Product Thinking in Government Software
Building software for local governments is a different discipline than most product work. The users are real public servants managing real public money. The stakes are low-drama but high-consequence. And the definition of a "good product" gets complicated fast.
I've been at it long enough to have opinions about what makes this space interesting, and what makes it hard.
The stakeholder layer is legitimately complex
In consumer software, you have users and you have the business. In enterprise SaaS, you add a procurement layer. In government software, you have something else entirely: a web of elected officials, department heads, finance directors, IT administrators, and sometimes the general public — all with different and sometimes contradictory definitions of what "good" looks like.
The finance director wants GASB compliance and audit trails. The department head wants to understand their budget without a training session. The mayor wants something they can explain at a council meeting. These are not the same product.
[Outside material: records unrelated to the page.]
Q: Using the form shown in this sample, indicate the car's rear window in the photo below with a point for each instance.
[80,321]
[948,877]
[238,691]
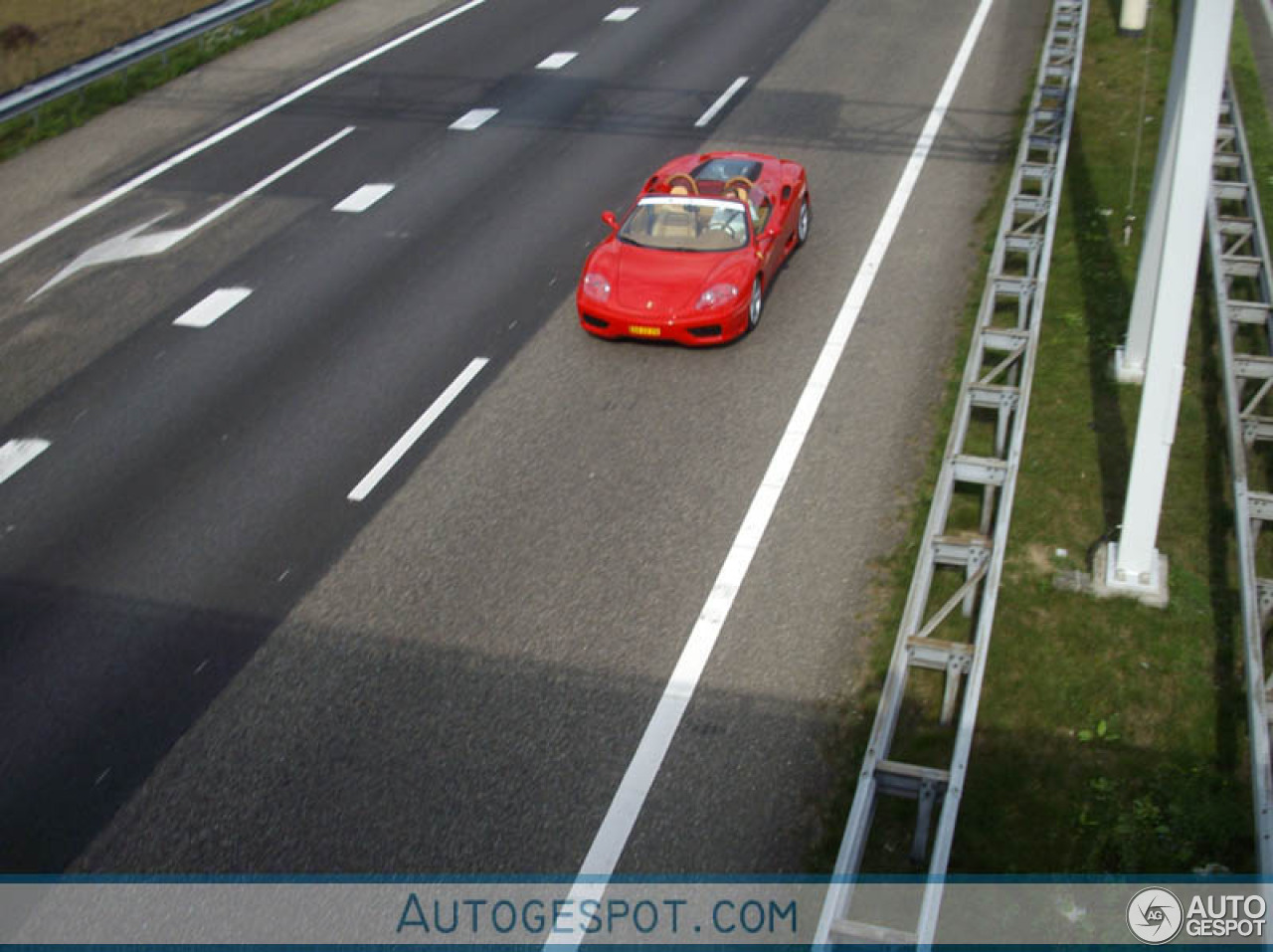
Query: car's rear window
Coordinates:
[724,169]
[686,223]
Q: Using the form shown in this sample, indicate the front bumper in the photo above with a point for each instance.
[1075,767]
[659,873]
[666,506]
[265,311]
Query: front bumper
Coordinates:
[692,331]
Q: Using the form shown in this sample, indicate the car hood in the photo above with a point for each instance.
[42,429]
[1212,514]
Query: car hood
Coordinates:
[666,283]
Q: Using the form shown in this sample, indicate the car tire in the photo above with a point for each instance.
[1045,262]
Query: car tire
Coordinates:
[755,305]
[803,222]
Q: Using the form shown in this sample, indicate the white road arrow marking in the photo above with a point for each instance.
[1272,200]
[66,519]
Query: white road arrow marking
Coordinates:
[134,245]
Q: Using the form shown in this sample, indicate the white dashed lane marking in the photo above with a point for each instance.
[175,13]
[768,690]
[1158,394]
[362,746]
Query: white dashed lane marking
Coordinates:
[473,118]
[557,60]
[364,197]
[418,429]
[721,101]
[18,452]
[205,312]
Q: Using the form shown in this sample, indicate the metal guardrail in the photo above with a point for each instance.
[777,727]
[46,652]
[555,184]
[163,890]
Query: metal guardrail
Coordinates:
[122,56]
[962,554]
[1244,310]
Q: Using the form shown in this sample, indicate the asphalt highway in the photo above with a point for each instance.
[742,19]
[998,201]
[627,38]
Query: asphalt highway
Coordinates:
[328,542]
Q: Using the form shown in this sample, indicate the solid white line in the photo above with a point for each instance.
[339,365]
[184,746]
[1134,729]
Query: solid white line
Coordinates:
[228,131]
[363,199]
[18,452]
[427,419]
[137,242]
[557,60]
[719,103]
[629,798]
[473,118]
[205,312]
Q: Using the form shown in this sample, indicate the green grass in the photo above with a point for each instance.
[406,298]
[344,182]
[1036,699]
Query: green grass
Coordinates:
[80,107]
[1112,737]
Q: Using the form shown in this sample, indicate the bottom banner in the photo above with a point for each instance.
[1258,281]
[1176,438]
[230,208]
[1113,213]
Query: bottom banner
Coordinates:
[446,911]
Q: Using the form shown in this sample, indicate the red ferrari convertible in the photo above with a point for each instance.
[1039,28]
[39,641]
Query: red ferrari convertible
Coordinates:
[694,256]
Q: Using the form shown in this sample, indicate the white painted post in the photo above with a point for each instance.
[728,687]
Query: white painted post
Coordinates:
[1130,359]
[1133,565]
[1132,15]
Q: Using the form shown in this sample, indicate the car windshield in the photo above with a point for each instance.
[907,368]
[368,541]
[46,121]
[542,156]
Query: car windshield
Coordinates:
[686,223]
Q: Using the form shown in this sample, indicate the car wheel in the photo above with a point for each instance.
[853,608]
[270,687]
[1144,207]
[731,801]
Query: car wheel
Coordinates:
[754,308]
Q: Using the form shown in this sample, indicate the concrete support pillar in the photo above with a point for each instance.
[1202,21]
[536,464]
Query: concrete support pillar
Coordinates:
[1132,17]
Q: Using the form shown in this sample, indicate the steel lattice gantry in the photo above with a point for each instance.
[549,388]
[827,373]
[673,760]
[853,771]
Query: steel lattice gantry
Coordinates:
[962,554]
[1244,309]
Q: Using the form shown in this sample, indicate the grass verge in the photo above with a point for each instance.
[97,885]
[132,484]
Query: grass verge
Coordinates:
[1112,737]
[80,107]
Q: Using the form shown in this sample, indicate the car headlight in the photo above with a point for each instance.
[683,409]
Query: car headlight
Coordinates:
[596,286]
[717,295]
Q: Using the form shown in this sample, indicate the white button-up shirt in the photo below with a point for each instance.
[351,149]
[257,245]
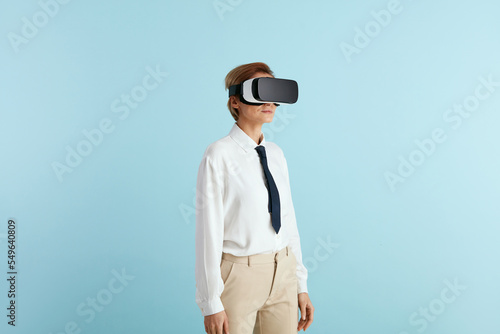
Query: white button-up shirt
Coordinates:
[232,212]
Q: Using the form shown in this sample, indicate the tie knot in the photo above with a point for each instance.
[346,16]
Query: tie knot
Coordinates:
[261,150]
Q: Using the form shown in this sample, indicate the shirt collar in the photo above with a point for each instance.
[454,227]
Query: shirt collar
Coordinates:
[244,140]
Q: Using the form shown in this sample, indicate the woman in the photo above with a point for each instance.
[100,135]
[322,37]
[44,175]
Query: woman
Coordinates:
[249,272]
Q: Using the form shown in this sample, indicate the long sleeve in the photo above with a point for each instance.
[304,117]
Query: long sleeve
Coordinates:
[294,242]
[209,237]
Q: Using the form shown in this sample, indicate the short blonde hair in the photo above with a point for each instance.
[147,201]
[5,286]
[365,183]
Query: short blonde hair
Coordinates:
[241,73]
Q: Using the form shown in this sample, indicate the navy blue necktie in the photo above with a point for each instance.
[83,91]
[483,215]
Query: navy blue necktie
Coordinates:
[274,197]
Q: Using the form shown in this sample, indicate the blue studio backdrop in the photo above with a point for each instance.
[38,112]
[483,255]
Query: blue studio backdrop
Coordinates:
[106,110]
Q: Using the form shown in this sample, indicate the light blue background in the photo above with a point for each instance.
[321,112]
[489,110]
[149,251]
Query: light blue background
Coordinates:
[129,205]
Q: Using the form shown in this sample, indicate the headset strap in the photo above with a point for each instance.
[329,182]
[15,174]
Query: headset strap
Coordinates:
[235,89]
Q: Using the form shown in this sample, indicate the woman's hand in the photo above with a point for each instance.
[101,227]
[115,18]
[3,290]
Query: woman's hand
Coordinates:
[306,310]
[217,323]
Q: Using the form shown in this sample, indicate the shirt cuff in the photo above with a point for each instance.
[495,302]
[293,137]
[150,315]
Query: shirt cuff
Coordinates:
[212,306]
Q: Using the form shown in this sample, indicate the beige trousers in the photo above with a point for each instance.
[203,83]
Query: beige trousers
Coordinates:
[260,293]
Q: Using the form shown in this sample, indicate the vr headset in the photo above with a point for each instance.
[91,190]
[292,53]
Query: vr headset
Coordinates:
[257,91]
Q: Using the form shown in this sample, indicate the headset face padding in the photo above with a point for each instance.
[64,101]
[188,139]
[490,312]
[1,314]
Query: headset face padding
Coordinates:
[257,91]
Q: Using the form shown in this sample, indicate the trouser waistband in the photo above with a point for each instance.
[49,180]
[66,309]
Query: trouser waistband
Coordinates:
[257,258]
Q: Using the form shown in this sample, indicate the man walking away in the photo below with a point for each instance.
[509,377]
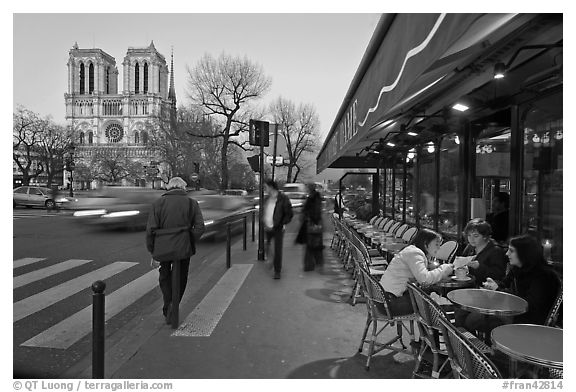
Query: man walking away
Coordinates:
[277,214]
[174,224]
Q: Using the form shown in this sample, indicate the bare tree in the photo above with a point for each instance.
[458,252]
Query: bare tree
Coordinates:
[27,133]
[299,126]
[112,165]
[224,88]
[54,145]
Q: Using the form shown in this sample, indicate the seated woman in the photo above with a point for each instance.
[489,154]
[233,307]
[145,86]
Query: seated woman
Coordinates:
[411,263]
[490,260]
[529,278]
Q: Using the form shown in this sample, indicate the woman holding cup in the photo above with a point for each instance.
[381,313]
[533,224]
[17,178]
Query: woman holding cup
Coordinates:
[488,259]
Learning to hold all of that at once — without defaulting to just satisfying the loudest voice in the room — is the real skill.
Transparency as a product value
There's something I find genuinely meaningful about financial transparency software. When a local government publishes a clear, navigable view of how public money gets spent, that's a small piece of civic infrastructure.
Most people will never use it. But some will. A journalist covering a budget story. A resident trying to understand why the park renovation got cut. A new council member trying to get up to speed.
Building tools that make that possible — even if only a few hundred people ever open them — feels like work that matters in a specific, concrete way.
On the pace of change
Government software moves slowly. Procurement cycles are long. Change management is harder when your users are underfunded and under-resourced. You learn to ship things that are genuinely stable, to write documentation that doesn't assume prior knowledge, and to design for handoffs — because the person who rolled out your product may not be there in two years.
This slowness is frustrating sometimes. It's also a forcing function for quality.
I don't think government software is the most exciting corner of the industry. But it's the corner where I've learned the most about what "useful" actually means.